In recent years there has been considerable speculation, accompanied by some experimentation, regarding the events which may have occured about 4 billion years ago that led to the appearance of the first living cell on earth. The subject is sometimes called "chemical evolution," the chemical precursor of Darwinian evolution.

It is now generally agreed that the primitive earth's atmosphere was hydrogen-dominated, or reducing. The elements carbon, nitrogen, and oxygen were present in their reduced forms (methane, ammonia, water). In 1953 S. L. Miller, working in Professor H. C. Urey's laboratory, subjected a mixture of methane, ammonia, water vapour, and hydrogen to an electric discharge and demonstrated that the amino acids glycine, alanine, and aspartic acid were present in the complex mixture of reaction products.

In subsequent experiments, other forms of high energy radiation such as ultraviolet light and high temperatures have been studied.
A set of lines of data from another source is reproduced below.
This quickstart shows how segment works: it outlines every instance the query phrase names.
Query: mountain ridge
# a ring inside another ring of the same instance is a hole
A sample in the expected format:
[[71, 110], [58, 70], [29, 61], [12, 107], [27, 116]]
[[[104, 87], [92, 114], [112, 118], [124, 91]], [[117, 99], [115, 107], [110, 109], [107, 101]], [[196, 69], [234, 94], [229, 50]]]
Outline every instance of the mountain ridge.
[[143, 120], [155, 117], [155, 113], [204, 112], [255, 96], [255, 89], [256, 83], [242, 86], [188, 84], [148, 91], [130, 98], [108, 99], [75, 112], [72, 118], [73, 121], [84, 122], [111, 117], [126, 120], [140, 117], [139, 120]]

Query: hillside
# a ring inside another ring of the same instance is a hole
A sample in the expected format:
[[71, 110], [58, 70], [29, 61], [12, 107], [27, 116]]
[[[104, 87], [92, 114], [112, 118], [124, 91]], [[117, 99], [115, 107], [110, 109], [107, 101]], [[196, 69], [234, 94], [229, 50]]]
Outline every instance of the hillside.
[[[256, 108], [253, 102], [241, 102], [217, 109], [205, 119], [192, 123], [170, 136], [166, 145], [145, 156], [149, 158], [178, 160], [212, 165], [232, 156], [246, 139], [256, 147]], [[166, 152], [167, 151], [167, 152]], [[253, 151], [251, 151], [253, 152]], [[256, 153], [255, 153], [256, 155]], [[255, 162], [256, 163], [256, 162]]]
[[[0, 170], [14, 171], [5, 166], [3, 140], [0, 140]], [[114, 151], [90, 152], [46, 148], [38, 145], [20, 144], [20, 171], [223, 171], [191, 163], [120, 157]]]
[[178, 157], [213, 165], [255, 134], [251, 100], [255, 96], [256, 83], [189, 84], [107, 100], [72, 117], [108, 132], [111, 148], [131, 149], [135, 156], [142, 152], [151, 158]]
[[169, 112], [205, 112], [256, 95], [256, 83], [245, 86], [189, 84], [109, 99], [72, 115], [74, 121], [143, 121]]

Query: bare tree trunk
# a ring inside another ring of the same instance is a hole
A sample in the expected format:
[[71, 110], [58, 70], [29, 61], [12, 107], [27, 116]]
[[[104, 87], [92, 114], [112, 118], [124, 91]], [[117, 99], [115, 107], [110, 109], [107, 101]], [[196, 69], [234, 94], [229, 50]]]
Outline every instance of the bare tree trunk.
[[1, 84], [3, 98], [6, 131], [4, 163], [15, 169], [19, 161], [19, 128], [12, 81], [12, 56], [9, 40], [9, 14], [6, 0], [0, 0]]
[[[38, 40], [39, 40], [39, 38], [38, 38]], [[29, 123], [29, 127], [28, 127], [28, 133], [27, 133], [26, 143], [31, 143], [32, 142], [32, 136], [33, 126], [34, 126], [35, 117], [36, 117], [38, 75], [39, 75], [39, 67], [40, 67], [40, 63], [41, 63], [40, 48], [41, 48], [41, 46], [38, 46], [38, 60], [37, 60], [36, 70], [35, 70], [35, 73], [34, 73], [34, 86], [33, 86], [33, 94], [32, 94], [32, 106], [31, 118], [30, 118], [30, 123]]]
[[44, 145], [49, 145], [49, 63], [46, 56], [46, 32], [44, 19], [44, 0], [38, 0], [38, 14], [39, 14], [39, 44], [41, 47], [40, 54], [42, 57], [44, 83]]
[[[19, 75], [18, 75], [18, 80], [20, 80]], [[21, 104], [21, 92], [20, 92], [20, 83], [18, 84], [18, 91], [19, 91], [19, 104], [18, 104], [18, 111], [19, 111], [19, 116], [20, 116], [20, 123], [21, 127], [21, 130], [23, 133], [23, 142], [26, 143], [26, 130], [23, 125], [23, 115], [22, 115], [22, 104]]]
Other gases such as carbon dioxide, formaldehyde, and hydrogen cyanide have been tried and most common amino acids have been detected among the reaction products. Thus, the possibility (not necessarily the actuality) of amino acid synthesis from the earth's primordial atmosphere has been established experimentally. [Hart. H., and Schuetz. R.D., Organic Chemistry , 4th Edition, P.442, 1972.]